Or, in a variation on a theme, you are living with the distinct feeling that something is amiss, although you can’t quite figure out what it is.
You Google terms like “emotional abuse” or “signs of cheating” or “love and deceit.” Eventually you end up on Lovefraud.
Suddenly, everything makes sense. The articles describe what you’re experiencing. Other people are telling stories that sound just like yours.
You realize that you’re involved with a sociopath.
You are horrified this personality disorder sounds really, really bad, and there is no treatment for it.
But you are also relieved now you know you are not crazy it’s him (or her).
So what do you do with this information?
First, here’s what NOT to do: Do NOT confront the sociopath.
Even though you want to say, “I KNOW WHAT YOU ARE!!!”
Even though you want to defend yourself, “IT’S NOT ME, IT’S YOU!!!”
Don’t do it.
Now that you know what you’re dealing with, keep the information to yourself and carefully plan what you’re going to do next.
The sociopath’s reaction
Sociopaths are all about power and control. If you tell the person that you have figured out that everything he or she has told you is a lie, that everything he or she has done was manipulation, the sociopath will perceive a loss of power and control over you.
The sociopath will probably react in one of these ways:
- Love bombing: He or she will turn on the charm or plead for another chance, causing you to doubt yourself and drawing you back into the web.
- Rage: He or she will become infuriated and ratchet up the abuse.
- Abandonment: he or she will abruptly leave, causing as much damage to you as possible on the way out.

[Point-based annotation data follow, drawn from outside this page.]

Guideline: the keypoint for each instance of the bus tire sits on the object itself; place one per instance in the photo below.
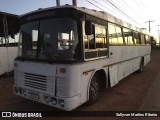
(141, 66)
(94, 90)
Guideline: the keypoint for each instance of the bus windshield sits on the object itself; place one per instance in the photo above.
(51, 39)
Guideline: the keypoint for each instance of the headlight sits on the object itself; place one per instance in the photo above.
(61, 102)
(54, 101)
(47, 98)
(15, 89)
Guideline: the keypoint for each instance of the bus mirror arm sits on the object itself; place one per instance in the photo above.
(88, 27)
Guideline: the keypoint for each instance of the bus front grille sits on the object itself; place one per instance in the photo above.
(35, 81)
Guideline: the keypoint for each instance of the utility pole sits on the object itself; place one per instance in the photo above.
(159, 36)
(58, 2)
(149, 24)
(74, 2)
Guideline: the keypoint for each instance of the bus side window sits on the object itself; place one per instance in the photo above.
(136, 38)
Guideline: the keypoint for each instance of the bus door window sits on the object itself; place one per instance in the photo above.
(147, 40)
(136, 38)
(142, 39)
(128, 36)
(89, 40)
(119, 35)
(112, 34)
(100, 36)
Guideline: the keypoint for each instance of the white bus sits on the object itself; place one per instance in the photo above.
(9, 28)
(67, 54)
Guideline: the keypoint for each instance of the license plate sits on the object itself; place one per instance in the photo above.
(33, 96)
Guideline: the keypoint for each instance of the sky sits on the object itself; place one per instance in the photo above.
(133, 11)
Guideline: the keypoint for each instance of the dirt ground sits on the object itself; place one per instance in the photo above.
(128, 95)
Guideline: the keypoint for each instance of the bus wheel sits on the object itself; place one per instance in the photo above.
(141, 66)
(94, 90)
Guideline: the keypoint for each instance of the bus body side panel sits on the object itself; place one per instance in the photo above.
(61, 82)
(125, 60)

Any of these reactions by the sociopath will probably make your situation more difficult.
So even though you now know the truth, put on an act. Pretend that everything is the same, while you evaluate the extent of the sociopath’s deceit and exploitation. Figure out how you are going to extricate yourself from the involvement to best protect your safety, health, finances and reputation.
Sociopath’s family
Here’s something else you should NOT do: Do not confide in the sociopath’s family.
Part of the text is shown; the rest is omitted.